Open woolpeeker opened 2 years ago

woolpeeker commented 2 years ago

I start a carla docker image, and copy the LAV code into the container. The RouteScenorio1 last around 2hours and exit with the message "RuntimeError: Timeout: Agent took too long to setup" I check the program's memory usage, and it consumes all RAM 64G.

The evaluation cmd:

ROUTES=leaderboard/data/routes_testing.xml ./leaderboard/scripts/run_evaluation.sh

The carla run in a headless mode,

SDL_VIDEODRIVER=offscreen SDL_HINT_CUDA_DEVICE=0 ./CarlaUE4.sh -ResX=800 -ResY=600 -nosound -windowed -opengl

-vulkan flag causes immediate existence. LAV readme says the carla should run with -vulkan flag Could that be the problem or are there any possible clues in your mind?

dotchen commented 2 years ago

Have you pinned down the issue is actually OOM? This feels like it has something to do with opengl but I am not sure.
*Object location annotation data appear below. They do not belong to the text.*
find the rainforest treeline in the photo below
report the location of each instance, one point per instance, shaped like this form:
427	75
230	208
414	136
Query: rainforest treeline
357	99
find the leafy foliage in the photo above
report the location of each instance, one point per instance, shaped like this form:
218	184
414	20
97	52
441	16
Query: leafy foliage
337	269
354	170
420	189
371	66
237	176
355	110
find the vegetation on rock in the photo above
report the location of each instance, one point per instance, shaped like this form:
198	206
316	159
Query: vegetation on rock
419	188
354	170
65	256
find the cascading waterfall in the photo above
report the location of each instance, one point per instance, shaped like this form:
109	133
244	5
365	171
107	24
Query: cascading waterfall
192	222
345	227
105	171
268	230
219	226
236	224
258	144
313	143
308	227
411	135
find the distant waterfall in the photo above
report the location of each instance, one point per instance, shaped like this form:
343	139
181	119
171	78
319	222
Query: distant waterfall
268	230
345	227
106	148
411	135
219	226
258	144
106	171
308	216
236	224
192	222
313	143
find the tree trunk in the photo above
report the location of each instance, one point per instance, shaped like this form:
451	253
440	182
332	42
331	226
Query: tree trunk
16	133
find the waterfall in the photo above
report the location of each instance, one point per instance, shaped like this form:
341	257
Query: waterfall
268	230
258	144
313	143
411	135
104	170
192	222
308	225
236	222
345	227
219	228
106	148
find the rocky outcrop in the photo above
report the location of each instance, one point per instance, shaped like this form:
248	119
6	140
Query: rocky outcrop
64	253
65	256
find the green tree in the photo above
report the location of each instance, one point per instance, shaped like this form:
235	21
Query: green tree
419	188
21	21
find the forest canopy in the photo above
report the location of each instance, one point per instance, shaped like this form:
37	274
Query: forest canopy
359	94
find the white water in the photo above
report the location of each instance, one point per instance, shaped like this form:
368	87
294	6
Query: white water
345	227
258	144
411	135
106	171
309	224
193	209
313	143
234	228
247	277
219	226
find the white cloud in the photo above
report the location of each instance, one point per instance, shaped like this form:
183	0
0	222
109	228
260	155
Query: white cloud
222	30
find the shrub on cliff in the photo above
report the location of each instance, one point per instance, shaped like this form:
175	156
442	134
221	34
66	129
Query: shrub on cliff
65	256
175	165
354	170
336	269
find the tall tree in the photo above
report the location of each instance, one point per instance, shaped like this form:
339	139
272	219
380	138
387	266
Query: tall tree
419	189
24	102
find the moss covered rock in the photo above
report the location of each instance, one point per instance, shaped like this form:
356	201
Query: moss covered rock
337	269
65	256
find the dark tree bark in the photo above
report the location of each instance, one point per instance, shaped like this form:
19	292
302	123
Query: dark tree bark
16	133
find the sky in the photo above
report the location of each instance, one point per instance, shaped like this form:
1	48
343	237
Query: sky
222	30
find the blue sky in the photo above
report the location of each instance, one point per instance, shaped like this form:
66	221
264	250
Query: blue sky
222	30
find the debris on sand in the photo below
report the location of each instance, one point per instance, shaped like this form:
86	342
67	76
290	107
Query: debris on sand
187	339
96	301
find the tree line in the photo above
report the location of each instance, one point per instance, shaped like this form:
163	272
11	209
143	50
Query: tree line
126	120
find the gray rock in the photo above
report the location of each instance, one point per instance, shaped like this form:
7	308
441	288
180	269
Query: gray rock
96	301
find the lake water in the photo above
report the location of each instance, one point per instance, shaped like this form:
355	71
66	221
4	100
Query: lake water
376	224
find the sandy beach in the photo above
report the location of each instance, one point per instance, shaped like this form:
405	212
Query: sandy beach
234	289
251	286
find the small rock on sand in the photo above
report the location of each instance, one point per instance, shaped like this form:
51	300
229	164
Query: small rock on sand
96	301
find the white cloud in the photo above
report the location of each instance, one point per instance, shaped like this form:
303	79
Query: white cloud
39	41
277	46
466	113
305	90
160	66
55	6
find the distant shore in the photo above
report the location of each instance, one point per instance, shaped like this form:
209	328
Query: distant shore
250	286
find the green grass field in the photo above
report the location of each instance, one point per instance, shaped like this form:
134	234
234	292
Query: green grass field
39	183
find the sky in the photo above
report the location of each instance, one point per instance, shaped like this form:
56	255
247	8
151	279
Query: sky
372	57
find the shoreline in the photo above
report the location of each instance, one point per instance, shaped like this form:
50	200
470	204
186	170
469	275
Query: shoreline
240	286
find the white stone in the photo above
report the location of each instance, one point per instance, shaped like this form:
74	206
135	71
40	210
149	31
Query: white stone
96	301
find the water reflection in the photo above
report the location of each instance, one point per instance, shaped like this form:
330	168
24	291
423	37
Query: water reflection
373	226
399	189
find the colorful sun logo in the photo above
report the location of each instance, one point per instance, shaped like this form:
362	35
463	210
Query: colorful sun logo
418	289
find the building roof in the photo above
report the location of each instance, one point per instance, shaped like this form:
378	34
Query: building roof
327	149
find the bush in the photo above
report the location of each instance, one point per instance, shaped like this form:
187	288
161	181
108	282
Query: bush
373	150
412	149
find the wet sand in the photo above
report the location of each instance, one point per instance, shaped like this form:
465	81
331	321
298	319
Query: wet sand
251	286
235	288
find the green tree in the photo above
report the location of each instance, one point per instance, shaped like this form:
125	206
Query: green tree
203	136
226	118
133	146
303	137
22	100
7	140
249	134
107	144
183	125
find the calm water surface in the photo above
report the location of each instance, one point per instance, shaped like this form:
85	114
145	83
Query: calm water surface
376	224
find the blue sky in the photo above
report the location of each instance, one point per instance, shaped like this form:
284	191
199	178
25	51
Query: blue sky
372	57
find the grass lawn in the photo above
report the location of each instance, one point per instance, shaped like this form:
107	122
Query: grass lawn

To help more I need more info: what is your max RAM and does CARLA server throw any errors?

woolpeeker commented 2 years ago

There is no OOM error reported. The system is Ubuntu18.04 and the evaluation is running in a docker container. The max RAM of my computer is 64G, GPU is 2080Ti-12G

when the evaluation for the route0 lasts around 2hours (I don't remember the precise time) The sim_time last reported is around 500 seconds. The evaluation program report is as follows:

Carla Could not set up the required agent: 
> Timeout: Agent took too long to setup Watchdog
exception - Timeout of 59.0 seconds occurred

Then the evaluation program tries to evaluate the rest route and directly report the same error for each route.
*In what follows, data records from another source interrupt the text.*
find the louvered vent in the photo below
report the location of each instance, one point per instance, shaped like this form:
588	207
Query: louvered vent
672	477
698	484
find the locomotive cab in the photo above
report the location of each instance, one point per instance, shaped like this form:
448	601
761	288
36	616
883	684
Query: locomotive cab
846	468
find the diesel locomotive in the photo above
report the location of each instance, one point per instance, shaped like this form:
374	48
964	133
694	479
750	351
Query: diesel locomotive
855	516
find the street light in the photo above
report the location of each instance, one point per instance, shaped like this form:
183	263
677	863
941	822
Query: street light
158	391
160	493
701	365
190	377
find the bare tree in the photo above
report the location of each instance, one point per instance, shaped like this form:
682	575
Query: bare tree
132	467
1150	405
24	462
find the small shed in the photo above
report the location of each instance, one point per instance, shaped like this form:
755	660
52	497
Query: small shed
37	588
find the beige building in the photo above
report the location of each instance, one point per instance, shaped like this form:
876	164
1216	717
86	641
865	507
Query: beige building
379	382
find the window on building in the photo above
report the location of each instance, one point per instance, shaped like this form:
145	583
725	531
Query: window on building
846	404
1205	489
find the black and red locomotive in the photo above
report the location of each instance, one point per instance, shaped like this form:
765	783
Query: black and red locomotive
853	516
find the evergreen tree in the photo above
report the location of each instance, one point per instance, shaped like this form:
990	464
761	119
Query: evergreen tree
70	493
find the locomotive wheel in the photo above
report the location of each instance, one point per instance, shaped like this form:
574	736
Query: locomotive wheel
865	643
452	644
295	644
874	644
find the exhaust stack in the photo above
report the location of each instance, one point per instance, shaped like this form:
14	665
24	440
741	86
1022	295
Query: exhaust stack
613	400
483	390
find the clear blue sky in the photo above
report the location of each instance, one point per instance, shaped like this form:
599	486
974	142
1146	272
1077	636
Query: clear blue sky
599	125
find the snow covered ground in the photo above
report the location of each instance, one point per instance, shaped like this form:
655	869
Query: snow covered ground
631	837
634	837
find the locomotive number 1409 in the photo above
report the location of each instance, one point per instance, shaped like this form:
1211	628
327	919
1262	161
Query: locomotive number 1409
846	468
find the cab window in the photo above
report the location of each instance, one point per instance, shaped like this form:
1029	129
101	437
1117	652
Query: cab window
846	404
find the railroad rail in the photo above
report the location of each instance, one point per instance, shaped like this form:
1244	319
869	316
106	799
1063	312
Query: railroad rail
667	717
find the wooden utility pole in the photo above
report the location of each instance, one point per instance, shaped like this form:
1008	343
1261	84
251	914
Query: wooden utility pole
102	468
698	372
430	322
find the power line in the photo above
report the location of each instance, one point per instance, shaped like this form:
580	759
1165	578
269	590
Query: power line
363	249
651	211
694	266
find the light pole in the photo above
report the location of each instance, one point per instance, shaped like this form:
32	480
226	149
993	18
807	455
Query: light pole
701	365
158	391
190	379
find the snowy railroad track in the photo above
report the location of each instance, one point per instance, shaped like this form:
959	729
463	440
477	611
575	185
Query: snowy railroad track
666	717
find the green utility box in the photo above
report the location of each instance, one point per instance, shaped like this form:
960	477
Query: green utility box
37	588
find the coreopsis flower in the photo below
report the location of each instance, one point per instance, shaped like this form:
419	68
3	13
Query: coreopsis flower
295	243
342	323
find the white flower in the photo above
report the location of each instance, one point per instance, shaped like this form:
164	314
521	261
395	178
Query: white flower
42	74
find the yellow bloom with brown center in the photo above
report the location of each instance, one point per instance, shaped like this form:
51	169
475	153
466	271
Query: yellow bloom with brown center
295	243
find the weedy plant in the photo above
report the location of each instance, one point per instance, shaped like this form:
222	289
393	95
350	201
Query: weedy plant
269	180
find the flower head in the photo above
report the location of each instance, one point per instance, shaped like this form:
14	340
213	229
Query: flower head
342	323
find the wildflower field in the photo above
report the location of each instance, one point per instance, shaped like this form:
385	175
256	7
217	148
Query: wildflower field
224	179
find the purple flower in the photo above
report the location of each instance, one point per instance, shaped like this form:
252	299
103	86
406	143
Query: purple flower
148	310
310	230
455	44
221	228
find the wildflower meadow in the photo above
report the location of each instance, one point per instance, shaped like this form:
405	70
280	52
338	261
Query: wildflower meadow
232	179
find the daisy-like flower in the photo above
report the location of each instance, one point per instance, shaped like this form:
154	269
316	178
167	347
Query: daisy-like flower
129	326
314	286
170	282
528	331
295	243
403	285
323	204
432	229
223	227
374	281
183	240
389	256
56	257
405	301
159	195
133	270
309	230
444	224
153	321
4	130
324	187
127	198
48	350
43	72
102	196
When it is reported, I found the computer is very slow and the memory usage is up to 64G. The Carla process consumes around 20G, and the rest is used by the evaluation process. The system began to use the SWAP for memory, so I stopped the program.

The Carla server does not throw any errors.

The evaluation time for Route0 exceeds 90 mins. Do you know that is normal?

woolpeeker commented 2 years ago

I change the eval cmd to ROUTES=assets/routes_lav_valid.xml ./leaderboard/scripts/run_evaluation.sh it success to finish the route0 test, which cost about 1 hour

The memory usage is also huge, reaching max 37G. If count the carla's memory usage, it's 57G. It's close to the limit of my computer.

dotchen commented 2 years ago

Hmm I don't have really have any anything on my mind that might help you. Since you mentioned you use docker maybe try our docker image recipe and see if it makes a difference. I have uploaded it in the repo: https://github.com/dotchen/LAV/blob/main/Dockerfile

viola521 commented 1 year ago

when I run the train_full.py ,there is no OOM error reported. lat_features = features.expand(N,*features.size()).permute(1,0,2,3,4).contiguous()[typs] torch.cuda.OutOfMemoryError: CUDA out of memory. Tried to allocate 2.78 GiB (GPU 0; 7.79 GiB total capacity; 1.48 GiB already allocated; 2.78 GiB free; 1.57 GiB reserved in total by PyTorch) If reserved memory is >> allocated memory try setting max_split_size_mb to avoid fragmentation. See documentation for Memory Management and PYTORCH_CUDA_ALLOC_CONF wandb: Waiting for W&B process to finish... (failed 1). Press Control-C to abort syncing.

my computer GPU is 8G,how could I fix it?Actually ,I have reduce batch size,workers ,and try to clear gpu cache,but it also throw this error.